Another important direction is the development of specialized output formats that clearly separate facts, interpretations, and uncertainties. For example, DeepMind’s TRICE system generates answers in a structured form, labeling each statement: (1) confirmed fact (with indication of sources), (2) logical conclusion, (3) assumption, (4) uncertainty. This approach allows the user to clearly understand the status of each piece of information and the degree of its reliability. Studies show that structured output reduces the risk of uncritical perception of hallucinations by 35-40% compared to the traditional text format. Particular attention in modern research is paid to the development of mechanisms of “epistemic caution” – the ability of the model to explicitly indicate the limits of its knowledge and refrain from making statements in cases of uncertainty.

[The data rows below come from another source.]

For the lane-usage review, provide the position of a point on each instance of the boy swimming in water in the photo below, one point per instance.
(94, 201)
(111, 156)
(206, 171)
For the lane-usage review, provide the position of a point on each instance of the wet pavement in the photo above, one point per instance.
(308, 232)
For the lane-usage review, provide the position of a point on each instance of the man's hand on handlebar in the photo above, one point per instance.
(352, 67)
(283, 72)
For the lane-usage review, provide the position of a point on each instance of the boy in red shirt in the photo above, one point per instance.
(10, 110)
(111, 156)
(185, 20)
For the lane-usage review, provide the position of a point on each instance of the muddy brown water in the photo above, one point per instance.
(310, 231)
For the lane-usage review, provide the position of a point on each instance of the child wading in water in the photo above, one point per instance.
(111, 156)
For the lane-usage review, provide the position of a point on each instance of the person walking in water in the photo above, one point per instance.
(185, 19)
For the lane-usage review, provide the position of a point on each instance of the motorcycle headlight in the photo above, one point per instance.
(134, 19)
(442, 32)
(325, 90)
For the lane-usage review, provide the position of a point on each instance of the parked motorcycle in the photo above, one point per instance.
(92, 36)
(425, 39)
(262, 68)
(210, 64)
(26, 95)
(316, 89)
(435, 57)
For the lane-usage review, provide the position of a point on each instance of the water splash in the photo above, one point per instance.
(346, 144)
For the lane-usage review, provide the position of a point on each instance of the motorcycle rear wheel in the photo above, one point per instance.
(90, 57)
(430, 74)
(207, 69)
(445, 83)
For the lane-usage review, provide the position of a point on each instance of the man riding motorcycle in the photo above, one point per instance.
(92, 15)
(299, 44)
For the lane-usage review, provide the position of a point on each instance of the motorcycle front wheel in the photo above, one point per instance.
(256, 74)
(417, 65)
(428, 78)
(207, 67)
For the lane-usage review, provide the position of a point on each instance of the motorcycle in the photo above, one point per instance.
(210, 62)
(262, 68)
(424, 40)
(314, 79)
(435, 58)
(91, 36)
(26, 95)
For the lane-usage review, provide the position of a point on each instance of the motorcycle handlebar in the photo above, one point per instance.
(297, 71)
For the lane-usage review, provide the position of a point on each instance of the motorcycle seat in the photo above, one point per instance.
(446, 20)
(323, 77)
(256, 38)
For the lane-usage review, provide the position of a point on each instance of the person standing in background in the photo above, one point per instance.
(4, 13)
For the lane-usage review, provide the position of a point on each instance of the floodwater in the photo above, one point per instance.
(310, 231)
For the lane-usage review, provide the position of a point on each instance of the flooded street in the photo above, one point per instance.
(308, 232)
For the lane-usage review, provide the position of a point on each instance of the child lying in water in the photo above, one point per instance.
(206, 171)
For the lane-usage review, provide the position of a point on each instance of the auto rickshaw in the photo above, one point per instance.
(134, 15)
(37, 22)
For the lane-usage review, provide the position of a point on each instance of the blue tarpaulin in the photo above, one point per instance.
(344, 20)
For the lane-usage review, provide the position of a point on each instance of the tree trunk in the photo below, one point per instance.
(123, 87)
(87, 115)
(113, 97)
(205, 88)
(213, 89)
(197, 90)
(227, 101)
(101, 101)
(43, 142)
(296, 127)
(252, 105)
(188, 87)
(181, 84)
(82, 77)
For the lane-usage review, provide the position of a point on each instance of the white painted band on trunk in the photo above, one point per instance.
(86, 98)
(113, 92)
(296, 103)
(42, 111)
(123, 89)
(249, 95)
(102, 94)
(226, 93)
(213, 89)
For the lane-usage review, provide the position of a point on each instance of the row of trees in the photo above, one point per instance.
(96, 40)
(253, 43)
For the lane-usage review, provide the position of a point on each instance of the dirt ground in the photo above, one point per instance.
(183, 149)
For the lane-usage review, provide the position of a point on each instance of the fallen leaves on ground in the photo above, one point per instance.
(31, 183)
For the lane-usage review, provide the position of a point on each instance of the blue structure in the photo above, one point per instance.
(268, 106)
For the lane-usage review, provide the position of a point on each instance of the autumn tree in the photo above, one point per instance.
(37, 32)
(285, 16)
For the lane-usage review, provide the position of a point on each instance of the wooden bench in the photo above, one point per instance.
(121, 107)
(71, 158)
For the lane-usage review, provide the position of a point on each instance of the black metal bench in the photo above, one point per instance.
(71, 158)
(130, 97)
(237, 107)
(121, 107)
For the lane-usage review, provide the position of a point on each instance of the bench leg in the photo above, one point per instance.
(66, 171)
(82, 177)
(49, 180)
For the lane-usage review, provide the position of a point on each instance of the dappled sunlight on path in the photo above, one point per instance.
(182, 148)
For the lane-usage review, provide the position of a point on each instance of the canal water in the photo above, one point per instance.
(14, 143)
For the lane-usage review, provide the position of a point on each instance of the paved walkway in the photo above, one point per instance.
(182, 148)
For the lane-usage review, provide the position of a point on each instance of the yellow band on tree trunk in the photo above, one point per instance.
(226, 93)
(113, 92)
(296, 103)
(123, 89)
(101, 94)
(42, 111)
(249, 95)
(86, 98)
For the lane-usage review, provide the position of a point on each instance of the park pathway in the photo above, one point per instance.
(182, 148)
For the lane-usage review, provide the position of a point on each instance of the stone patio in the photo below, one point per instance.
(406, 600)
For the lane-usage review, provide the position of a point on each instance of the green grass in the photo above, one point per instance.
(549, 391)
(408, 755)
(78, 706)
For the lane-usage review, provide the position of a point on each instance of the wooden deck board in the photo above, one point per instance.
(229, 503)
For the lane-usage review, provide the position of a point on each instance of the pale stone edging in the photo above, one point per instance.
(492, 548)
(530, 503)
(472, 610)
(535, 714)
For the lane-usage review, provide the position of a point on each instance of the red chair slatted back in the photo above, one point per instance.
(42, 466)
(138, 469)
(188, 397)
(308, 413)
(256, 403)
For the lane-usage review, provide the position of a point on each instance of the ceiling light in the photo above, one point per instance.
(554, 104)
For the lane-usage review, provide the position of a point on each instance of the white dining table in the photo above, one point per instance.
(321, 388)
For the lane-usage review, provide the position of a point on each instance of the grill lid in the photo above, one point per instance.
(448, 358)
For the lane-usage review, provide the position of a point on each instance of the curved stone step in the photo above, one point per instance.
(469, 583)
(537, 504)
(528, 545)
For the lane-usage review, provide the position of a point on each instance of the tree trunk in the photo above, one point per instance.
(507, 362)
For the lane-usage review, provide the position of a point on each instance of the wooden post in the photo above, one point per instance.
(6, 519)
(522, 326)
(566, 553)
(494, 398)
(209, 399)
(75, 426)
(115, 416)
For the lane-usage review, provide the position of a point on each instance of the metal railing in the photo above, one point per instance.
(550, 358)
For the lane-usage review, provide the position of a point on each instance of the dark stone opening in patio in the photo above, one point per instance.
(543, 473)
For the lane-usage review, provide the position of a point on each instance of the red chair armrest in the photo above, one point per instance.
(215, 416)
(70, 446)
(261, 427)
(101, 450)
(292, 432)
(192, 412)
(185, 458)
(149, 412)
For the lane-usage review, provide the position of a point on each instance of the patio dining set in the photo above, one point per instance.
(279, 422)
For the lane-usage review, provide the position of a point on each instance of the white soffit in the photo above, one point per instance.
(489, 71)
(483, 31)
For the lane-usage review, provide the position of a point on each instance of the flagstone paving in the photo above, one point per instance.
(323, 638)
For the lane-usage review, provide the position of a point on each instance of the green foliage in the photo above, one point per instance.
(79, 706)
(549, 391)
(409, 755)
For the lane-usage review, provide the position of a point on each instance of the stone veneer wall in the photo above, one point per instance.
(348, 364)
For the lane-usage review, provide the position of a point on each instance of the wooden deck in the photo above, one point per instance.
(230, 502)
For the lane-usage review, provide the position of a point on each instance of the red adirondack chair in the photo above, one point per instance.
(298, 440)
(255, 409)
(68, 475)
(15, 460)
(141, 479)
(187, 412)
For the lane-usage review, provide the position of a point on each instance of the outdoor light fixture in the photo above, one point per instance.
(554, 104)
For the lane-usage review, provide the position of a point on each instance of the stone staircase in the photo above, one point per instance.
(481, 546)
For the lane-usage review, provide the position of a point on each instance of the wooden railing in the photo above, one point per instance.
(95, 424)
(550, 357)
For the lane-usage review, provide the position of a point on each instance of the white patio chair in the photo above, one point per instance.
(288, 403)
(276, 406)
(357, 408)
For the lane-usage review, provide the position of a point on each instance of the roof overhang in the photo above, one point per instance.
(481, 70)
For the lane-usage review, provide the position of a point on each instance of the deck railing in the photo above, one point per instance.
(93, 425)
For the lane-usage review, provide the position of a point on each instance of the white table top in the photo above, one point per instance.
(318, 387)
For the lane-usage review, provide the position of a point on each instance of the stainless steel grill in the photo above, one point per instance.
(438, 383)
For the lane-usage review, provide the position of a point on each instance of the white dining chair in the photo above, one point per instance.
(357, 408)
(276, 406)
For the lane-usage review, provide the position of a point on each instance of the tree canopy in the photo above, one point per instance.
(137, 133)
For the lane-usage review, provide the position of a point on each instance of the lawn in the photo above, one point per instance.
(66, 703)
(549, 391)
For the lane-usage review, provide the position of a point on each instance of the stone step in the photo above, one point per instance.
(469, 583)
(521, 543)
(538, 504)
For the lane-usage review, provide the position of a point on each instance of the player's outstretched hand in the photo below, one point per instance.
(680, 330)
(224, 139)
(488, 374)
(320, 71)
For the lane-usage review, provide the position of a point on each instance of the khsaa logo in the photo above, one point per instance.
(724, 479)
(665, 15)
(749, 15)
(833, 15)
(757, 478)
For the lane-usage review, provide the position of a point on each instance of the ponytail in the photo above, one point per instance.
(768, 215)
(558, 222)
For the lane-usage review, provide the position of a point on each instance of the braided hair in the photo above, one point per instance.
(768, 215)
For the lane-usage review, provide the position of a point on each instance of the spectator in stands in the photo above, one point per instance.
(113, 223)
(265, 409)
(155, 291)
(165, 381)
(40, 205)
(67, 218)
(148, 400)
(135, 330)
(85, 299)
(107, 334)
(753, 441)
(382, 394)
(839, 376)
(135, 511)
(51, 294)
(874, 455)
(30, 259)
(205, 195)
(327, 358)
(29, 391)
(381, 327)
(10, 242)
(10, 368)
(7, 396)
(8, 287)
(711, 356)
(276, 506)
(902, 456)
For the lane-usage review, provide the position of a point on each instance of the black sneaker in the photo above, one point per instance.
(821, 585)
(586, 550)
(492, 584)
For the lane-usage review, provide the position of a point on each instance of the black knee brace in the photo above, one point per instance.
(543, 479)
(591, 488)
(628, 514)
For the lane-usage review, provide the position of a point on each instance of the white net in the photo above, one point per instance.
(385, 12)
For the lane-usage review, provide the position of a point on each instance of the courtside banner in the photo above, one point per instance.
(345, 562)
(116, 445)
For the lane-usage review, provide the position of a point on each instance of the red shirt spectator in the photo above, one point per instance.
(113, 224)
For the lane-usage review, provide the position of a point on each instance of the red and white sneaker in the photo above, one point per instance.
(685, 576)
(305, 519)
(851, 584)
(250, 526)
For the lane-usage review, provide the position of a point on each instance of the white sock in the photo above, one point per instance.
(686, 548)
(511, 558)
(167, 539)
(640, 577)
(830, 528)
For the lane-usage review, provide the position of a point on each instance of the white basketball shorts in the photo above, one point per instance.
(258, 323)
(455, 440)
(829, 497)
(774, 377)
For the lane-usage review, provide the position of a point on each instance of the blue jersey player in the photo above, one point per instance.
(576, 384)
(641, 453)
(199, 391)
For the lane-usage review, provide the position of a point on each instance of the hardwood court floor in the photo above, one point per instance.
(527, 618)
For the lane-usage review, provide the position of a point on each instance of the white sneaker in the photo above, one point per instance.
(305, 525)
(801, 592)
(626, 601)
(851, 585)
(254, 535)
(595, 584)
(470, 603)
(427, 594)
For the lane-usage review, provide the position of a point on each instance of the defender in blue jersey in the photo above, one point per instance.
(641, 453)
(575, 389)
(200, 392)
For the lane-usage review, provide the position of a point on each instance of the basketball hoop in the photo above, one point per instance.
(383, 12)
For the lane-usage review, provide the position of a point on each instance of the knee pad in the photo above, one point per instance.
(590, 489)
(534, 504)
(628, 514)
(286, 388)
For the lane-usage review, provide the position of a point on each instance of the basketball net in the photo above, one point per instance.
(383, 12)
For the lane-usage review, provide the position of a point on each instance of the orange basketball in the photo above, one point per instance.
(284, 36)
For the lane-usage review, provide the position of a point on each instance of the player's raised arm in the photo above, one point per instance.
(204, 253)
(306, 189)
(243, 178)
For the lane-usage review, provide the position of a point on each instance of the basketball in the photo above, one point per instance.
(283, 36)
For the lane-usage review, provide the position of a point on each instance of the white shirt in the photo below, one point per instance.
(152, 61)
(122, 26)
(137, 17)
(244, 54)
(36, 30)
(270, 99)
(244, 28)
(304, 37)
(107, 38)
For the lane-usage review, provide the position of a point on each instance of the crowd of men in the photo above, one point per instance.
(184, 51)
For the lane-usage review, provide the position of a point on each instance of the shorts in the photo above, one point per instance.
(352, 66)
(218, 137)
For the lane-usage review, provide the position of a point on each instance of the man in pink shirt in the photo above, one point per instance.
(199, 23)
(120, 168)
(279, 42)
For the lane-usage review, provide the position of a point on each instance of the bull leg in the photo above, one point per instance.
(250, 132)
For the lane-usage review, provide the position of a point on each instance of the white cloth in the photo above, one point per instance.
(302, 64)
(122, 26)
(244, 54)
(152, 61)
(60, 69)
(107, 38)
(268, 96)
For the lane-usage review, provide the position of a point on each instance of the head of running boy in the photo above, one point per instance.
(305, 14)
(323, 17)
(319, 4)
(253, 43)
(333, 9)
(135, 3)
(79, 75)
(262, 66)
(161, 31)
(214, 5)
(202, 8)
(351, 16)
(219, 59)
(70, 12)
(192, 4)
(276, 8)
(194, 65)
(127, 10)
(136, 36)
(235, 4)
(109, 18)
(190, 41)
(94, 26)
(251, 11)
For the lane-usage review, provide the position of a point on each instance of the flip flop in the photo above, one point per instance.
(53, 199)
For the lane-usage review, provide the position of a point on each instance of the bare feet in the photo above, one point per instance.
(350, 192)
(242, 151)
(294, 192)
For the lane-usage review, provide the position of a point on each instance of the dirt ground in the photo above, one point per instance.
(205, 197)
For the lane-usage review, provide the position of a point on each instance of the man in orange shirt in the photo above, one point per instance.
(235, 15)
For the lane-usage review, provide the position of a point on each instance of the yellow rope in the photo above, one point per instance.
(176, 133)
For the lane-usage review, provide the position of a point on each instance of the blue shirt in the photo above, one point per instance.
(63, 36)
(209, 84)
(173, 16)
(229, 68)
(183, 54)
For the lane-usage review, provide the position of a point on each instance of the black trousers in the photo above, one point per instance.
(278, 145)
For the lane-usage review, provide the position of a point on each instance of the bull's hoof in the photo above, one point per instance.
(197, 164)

This includes: (1) calibration of the level of confidence in the generated statements, (2) explicit indication of gaps in knowledge, (3) distinction between well-established facts and areas of scientific debate, (4) the ability to ask clarifying questions in case of ambiguous queries. For example, the Anthropic’s CautiousLM system uses a multi-level system of credibility assessment, where each statement is accompanied by a meta-description of its status: “confirmed by several reliable sources”, “contradictory information in sources”, “based on extrapolation”, “insufficient data for an accurate answer”.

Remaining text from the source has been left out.